Until recently, there were various issues with travel between the two countries. This disruption was caused primarily by the tourist visa. After applying for the visa, one had to wait several months. This time, the Bangladesh government will sign a new deal on travel to India, which will include some additional perks for tourists.

According to figures from India’s Bureau of Immigration, Bangladesh made a significant contribution to India’s tourism economy in 2022, accounting for 20% of all tourists, trailing only the United States. In 2023, India issued over 1.6 lakh visas to Bangladeshis.

Bangladesh plans to make significant changes to its travel agreement with India, emphasizing on increased comfort and flexibility for individuals traveling between the two nations.

The suggested reforms include issuing visas that allow passage through any checkpoint and providing flexibility for long-term medical treatments, such as allowing for several trips.

The previous travel agreement, which was signed on September 1, 1972, and recently revised in January 2013, has expired, forcing Bangladesh to submit a thorough proposal for its renewal. In 1972, a travel agreement was signed between Bangladesh and India. According to this rationale, when someone travels from one nation to another, residents are granted Tourist Visas in several categories. A police officer stands at the checkpoint. Passengers are only allowed to cross the border (international border) when their visa has been checked. This deal has been renewed for a long time. The last renewal was in 2013.

However, as the number of passengers grows, the travelers face increasingly tough challenges. Most Bangladeshis travel here for treatment. That is, they live in an emergency condition. In this case, the Tourist Visa states that the passenger must enter the nation through the same checkpoint from which he or she would exit. It is also said that some passengers require long-term care.

In that instance, according to the rules, passengers cannot change hospitals, even if they go from one nation to another. In such a setting, they must face significant challenges.
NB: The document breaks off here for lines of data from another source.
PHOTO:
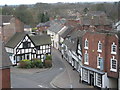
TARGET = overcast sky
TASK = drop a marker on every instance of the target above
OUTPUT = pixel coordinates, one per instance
(17, 2)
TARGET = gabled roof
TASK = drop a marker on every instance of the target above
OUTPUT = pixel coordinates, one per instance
(74, 36)
(4, 59)
(36, 39)
(55, 28)
(44, 24)
(17, 37)
(66, 32)
(95, 20)
(58, 21)
(41, 39)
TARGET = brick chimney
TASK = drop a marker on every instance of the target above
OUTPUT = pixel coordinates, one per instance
(4, 67)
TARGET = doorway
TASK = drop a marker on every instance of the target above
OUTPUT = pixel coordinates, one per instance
(91, 79)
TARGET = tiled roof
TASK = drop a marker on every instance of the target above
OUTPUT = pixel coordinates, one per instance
(55, 28)
(95, 20)
(66, 32)
(17, 37)
(37, 39)
(41, 39)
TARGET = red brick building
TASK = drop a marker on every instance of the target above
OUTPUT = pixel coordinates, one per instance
(100, 59)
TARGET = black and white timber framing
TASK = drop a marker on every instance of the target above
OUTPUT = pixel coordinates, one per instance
(27, 48)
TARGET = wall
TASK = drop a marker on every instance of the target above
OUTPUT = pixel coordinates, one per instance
(112, 83)
(5, 78)
(105, 81)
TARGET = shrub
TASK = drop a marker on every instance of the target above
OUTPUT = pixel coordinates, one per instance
(25, 63)
(48, 57)
(48, 63)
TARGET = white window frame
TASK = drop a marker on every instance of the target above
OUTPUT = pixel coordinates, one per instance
(98, 66)
(97, 80)
(113, 52)
(99, 43)
(86, 59)
(111, 68)
(86, 44)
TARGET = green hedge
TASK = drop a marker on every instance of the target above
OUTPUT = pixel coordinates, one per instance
(48, 57)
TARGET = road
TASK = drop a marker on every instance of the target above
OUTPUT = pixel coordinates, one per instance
(42, 79)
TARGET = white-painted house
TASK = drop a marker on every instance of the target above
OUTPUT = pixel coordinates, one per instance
(54, 31)
(22, 46)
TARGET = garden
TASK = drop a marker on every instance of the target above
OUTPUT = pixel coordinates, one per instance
(36, 63)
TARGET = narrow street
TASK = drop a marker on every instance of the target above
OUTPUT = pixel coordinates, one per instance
(60, 75)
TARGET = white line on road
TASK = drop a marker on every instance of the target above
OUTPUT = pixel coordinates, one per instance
(61, 68)
(42, 86)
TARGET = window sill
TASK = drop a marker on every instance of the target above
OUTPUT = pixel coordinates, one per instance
(99, 50)
(98, 67)
(113, 70)
(85, 47)
(86, 63)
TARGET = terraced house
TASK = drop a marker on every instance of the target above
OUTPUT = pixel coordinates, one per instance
(100, 59)
(23, 46)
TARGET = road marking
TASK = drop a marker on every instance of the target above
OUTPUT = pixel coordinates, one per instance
(40, 86)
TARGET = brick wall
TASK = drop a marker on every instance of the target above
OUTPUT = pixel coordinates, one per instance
(106, 40)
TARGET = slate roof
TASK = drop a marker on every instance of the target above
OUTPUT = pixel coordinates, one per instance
(44, 24)
(5, 19)
(95, 20)
(55, 28)
(41, 39)
(74, 36)
(37, 39)
(17, 37)
(4, 58)
(58, 21)
(66, 32)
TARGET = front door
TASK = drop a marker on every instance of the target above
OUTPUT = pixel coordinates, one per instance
(91, 79)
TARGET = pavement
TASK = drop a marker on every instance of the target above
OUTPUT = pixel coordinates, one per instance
(37, 78)
(69, 78)
(61, 75)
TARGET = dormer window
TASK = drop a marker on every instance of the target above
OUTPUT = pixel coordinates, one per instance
(113, 48)
(113, 64)
(86, 44)
(26, 44)
(99, 46)
(99, 61)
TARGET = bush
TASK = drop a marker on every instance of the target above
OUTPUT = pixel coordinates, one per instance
(48, 63)
(25, 63)
(48, 57)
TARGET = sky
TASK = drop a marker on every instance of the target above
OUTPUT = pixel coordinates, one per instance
(18, 2)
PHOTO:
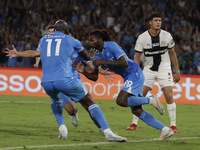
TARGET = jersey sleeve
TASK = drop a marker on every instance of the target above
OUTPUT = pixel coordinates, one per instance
(171, 42)
(39, 45)
(116, 50)
(139, 45)
(77, 46)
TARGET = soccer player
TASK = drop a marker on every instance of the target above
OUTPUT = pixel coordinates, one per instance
(63, 102)
(50, 30)
(58, 76)
(112, 56)
(158, 48)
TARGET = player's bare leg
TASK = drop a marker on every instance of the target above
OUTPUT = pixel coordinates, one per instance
(171, 106)
(73, 112)
(99, 119)
(133, 126)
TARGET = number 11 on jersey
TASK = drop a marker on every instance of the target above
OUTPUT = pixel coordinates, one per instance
(58, 42)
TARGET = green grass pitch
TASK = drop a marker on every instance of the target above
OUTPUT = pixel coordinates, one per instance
(28, 123)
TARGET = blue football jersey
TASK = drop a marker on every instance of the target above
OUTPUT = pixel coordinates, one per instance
(75, 56)
(55, 51)
(112, 51)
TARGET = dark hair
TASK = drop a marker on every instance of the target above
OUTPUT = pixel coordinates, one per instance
(62, 26)
(153, 15)
(50, 27)
(102, 33)
(70, 30)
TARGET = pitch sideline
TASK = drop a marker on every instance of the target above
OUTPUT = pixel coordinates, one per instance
(86, 144)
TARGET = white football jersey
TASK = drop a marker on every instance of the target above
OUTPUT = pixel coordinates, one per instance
(155, 49)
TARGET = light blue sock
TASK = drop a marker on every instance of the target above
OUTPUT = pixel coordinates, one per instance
(150, 120)
(96, 123)
(58, 111)
(98, 116)
(136, 101)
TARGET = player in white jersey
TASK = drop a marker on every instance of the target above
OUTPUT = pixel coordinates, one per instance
(158, 48)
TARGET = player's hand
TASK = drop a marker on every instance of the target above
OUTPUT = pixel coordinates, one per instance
(98, 62)
(107, 74)
(93, 53)
(35, 65)
(176, 77)
(109, 77)
(78, 66)
(11, 53)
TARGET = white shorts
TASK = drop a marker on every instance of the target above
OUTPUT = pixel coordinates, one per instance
(164, 77)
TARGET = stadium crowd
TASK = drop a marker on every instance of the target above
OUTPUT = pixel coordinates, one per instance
(24, 22)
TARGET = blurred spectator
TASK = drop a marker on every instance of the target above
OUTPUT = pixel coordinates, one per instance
(192, 69)
(24, 19)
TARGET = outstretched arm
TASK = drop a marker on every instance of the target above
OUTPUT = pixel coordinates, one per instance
(14, 53)
(106, 73)
(37, 61)
(81, 69)
(121, 62)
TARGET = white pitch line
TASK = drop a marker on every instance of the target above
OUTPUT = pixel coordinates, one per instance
(24, 102)
(87, 144)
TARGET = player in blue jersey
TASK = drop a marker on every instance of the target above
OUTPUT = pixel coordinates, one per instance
(112, 56)
(58, 76)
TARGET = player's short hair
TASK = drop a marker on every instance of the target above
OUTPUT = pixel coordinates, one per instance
(62, 26)
(102, 33)
(70, 30)
(50, 27)
(154, 15)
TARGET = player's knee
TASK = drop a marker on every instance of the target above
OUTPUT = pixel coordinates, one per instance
(72, 111)
(169, 98)
(121, 102)
(137, 110)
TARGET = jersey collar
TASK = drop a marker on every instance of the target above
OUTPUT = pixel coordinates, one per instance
(58, 32)
(104, 46)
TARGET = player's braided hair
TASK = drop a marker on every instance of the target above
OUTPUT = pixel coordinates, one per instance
(102, 33)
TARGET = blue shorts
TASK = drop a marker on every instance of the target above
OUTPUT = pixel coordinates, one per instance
(71, 87)
(133, 83)
(64, 98)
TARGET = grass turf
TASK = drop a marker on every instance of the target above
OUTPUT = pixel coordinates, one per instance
(29, 121)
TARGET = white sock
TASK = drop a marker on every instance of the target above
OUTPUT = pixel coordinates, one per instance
(135, 119)
(172, 113)
(165, 128)
(107, 131)
(151, 100)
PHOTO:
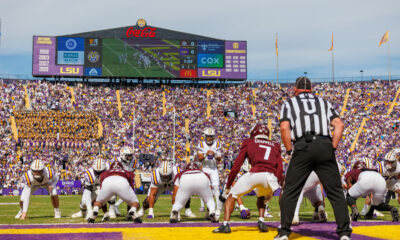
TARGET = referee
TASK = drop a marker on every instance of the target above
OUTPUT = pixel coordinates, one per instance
(305, 120)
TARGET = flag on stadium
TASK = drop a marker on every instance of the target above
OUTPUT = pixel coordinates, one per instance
(331, 49)
(385, 38)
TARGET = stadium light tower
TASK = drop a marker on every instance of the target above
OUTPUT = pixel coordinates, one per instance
(361, 72)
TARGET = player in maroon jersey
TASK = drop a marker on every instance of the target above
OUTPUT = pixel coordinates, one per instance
(117, 181)
(265, 175)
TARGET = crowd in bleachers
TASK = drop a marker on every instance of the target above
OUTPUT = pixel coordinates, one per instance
(77, 142)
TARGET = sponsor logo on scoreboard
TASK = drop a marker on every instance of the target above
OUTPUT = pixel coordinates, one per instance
(146, 32)
(188, 73)
(93, 71)
(93, 56)
(44, 41)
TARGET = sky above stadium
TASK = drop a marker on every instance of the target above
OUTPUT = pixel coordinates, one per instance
(304, 31)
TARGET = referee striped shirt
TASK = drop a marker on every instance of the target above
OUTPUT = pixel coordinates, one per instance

To overcome these complications, the Bangladesh government is amending many rules in the bilateral travel agreement.

One of the major recommendations is to replace the term “designated check post” in visa papers with “through any check post.” This modification intends to give travelers the freedom to choose their entry and exit points, reducing congestion at specific checkpoints and expediting the travel experience.

Similarly, the idea allows for repeated trips and the opportunity to switch hospitals during long-term medical treatments, reflecting the different demands of people seeking lengthy medical care in either country.

Furthermore, Bangladesh will propose extending the visa-free stay duration for diplomatic and official passports from 45 to 90 days. The Ministry of Foreign Affairs has already forwarded this suggestion to the Ministry of Home Affairs.

Other recommendations include increasing the validity of short-term double-entry visas from three to six months and recognizing river routes as a genuine travel alternative. The addition of river lines follows recent agreements between the two countries to establish river cruises.

For stays longer than six months, the present necessity for clearance from the Foreigner Registration Office or Relevant Authorities can be replaced by online registration for a Residential Permit 14 days before arrival.

Notably, long-term multiple entry visas and long-term employment visas would remain unchanged.

Bangladesh issues a variety of visas to India, including diplomatic and official visas, short-term double-entry visas, long-term multiple-entry tourist visas, medical visas, long-term employment visas, investor or business visas, visas for journalists, visas for research scholars or fellows working in educational or research institutions, student visas, transit visas, and double entry visas.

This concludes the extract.